While searching for the causes of burnout, Maslach stated that individual and demographic features are of secondary importance, and that the physical and psychosocial features of the work environment dominate [45]. This study suggests the need for organizational changes in nurses’ work, e.g. reducing the number of patients per caregiver, changing the type of job in the rotation system, taking breaks, shorter hours of work (longer working hours lead to burnout and the development of negative attitudes towards patients), support from superiors and colleagues, learning assertiveness, and developing communication skills [46].
One of the initiatives in the prevention of burnout is the creation of a “friendly working environment” by the so-called “magnet hospitals”. This management method is focused on organizing a work environment that is aimed at reducing stress among hospital workers, which increases professional satisfaction, and reduces the number of injuries and accidents at work and the incidence of burnout syndrome [47, 48]. The presence and knowledge of the procedure allow a reduction of the factors of occupational burnout, such as organizational and decision-making stress. The procedures organize the nurses’ work in a universal manner and operate even in a dynamic epidemiological situation [49].

STUDY LIMITATIONS
The study took into account selected sociodemographic and occupational factors that contributed to the incidence of occupational burnout syndrome. The low proportion of men can be considered a limitation of the study; therefore, the described relationship can be applied to women working in the nursing profession.
It was a cross-sectional study, and therefore it was impossible to examine the changeability of this phenomenon.
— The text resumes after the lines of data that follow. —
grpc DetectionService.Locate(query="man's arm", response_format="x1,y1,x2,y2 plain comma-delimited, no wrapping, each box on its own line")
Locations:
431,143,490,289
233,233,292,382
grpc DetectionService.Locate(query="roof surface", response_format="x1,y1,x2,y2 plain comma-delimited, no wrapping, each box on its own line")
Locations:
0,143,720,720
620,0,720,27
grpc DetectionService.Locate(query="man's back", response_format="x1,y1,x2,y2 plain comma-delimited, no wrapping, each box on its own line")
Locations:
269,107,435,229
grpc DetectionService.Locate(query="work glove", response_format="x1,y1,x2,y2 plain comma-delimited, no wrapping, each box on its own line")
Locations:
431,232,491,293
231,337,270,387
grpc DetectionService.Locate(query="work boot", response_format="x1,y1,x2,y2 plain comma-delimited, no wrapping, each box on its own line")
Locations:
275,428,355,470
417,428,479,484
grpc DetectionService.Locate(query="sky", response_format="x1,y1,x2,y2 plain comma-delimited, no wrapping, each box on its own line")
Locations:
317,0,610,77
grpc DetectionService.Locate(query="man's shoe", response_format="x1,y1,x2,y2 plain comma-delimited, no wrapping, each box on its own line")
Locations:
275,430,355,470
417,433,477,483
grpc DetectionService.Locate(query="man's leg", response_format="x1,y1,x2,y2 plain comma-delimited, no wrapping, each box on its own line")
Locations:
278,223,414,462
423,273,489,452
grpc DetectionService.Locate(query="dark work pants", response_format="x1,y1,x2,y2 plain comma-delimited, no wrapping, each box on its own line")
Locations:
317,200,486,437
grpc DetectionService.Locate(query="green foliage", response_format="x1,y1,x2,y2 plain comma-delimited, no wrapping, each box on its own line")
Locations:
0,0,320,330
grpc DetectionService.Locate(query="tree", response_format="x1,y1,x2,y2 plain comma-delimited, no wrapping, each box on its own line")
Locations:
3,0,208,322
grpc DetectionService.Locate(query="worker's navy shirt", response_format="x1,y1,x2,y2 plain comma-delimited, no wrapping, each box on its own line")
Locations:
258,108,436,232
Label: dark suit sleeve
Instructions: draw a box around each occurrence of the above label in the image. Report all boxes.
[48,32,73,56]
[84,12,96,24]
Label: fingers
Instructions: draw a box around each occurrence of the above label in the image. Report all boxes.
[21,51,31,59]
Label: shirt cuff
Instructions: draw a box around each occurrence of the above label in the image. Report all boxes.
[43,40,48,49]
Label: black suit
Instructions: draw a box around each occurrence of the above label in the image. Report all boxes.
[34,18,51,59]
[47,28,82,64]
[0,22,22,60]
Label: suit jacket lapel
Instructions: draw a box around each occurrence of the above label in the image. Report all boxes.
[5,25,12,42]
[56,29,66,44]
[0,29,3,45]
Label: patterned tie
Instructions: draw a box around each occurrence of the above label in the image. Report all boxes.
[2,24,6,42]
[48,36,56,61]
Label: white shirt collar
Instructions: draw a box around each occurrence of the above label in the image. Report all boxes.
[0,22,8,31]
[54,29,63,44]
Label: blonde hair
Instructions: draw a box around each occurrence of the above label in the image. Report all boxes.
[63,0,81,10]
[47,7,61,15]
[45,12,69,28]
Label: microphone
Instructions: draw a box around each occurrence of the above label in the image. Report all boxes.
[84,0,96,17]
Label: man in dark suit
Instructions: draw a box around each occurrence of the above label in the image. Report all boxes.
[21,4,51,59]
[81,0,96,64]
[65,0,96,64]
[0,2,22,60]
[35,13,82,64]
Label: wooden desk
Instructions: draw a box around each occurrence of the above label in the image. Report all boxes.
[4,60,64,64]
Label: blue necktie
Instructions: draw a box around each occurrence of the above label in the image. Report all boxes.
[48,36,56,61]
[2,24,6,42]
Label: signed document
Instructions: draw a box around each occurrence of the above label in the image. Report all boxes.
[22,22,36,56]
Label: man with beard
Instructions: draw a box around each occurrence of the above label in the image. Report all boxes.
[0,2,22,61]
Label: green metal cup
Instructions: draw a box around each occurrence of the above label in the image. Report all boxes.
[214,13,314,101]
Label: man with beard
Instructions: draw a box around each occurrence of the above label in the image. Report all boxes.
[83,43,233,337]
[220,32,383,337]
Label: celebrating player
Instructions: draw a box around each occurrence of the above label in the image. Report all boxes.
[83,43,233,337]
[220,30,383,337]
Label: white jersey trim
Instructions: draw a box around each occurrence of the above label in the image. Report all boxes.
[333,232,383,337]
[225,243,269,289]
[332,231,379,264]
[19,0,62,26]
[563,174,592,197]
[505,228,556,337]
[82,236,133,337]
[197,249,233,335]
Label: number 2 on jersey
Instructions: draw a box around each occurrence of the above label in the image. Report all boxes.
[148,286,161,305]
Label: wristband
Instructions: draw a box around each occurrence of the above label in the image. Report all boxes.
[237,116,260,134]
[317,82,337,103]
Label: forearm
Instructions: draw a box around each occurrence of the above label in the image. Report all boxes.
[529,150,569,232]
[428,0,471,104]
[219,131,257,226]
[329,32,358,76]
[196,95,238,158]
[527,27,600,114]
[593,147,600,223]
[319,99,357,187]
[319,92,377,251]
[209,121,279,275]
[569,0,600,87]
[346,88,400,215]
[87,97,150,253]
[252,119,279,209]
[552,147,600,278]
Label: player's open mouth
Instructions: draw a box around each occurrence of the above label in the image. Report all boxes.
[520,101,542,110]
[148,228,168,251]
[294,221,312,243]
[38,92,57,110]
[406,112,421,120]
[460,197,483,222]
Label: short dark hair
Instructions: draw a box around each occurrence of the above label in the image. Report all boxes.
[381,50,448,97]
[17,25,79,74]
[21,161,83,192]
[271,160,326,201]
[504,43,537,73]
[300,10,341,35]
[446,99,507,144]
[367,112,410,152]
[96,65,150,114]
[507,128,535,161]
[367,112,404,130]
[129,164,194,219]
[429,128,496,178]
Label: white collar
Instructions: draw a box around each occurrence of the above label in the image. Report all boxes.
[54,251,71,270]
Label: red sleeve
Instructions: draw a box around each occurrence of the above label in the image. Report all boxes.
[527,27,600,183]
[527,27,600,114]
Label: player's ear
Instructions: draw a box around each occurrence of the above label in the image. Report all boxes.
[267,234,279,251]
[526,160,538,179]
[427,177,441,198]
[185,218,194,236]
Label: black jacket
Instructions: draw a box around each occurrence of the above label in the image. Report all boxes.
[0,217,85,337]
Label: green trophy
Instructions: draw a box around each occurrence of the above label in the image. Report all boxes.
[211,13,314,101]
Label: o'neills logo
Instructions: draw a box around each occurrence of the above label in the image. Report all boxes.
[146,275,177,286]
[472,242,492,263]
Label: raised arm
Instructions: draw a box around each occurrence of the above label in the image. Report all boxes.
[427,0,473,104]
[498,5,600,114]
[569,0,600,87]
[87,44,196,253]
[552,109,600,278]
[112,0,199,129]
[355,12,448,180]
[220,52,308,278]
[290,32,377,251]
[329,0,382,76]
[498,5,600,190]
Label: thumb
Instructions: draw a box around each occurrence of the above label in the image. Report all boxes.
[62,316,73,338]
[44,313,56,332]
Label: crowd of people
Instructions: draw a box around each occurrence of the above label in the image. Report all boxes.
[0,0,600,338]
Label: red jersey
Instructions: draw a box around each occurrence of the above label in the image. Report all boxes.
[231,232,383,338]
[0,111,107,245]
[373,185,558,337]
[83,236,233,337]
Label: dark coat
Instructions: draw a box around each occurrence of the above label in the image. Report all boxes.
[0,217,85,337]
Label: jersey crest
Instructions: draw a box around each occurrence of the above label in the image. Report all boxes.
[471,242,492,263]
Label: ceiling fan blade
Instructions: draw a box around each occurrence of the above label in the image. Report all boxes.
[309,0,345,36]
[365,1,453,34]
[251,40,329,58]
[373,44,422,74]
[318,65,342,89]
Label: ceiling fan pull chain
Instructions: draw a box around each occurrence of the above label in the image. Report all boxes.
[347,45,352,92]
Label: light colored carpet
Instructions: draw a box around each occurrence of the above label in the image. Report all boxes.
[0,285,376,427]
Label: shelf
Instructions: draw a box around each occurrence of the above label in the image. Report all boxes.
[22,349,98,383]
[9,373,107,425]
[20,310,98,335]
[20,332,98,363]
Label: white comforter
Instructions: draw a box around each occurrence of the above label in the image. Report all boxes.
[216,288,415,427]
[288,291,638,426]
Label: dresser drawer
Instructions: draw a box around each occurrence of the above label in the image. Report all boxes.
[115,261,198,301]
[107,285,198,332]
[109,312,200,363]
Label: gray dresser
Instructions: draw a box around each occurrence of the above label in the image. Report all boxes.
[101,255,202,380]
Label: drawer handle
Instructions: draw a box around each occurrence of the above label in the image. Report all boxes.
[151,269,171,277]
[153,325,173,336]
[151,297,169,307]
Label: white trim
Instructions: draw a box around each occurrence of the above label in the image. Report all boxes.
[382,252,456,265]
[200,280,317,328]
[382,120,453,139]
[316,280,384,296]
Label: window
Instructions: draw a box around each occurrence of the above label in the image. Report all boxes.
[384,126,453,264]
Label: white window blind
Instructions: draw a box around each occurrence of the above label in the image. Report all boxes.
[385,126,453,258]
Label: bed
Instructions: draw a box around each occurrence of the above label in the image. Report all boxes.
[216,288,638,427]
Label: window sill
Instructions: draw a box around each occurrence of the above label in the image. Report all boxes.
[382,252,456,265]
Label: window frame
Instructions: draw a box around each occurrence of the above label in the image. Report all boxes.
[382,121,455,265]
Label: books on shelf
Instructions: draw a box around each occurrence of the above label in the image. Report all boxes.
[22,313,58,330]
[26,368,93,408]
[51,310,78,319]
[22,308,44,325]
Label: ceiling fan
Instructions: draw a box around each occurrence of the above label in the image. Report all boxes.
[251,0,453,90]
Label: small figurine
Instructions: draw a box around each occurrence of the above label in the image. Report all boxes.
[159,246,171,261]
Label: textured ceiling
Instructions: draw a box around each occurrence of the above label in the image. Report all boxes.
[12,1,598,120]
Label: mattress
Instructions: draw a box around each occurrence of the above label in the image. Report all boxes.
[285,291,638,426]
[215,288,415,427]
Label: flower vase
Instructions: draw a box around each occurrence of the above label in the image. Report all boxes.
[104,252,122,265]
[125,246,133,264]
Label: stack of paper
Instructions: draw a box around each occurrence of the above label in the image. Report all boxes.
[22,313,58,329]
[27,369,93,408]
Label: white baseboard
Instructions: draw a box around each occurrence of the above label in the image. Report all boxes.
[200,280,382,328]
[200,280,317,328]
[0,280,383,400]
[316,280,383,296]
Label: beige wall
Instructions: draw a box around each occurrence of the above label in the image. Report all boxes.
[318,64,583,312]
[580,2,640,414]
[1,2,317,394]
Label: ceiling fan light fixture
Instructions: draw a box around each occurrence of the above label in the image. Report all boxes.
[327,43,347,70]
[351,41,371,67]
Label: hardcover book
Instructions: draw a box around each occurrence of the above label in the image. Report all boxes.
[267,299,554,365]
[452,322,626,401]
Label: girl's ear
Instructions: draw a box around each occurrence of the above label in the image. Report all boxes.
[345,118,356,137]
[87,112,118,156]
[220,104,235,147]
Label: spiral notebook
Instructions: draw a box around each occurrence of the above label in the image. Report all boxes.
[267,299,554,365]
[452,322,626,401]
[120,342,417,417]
The authors of this study are planning to examine more nurses and include in their analyses personality variables, attitudes to work, as well as variables related to psychosocial working conditions and workload.

CONCLUSIONS

A significant percentage of examined nurses suffer from a high or average level of occupational burnout. Nurses working in hospitals believe that their work imposes high demands on them and simultaneously their sense of control over their work is lowered, which, according to Karasek’s model, predisposes them to a very high level of stress. The study shows that there is a correlation between occupational burnout and the level of demands imposed on employees by their work, their sense of control, perceived social support, and desired changes in the work environment.
The research was financed within a Ministry of Science and Higher Education (MNiSW) grant maintaining the research potential of the Jagiellonian University faculties UJ CM –K/ZDS/004675.

Disclosure

The authors declare no conflict of interest.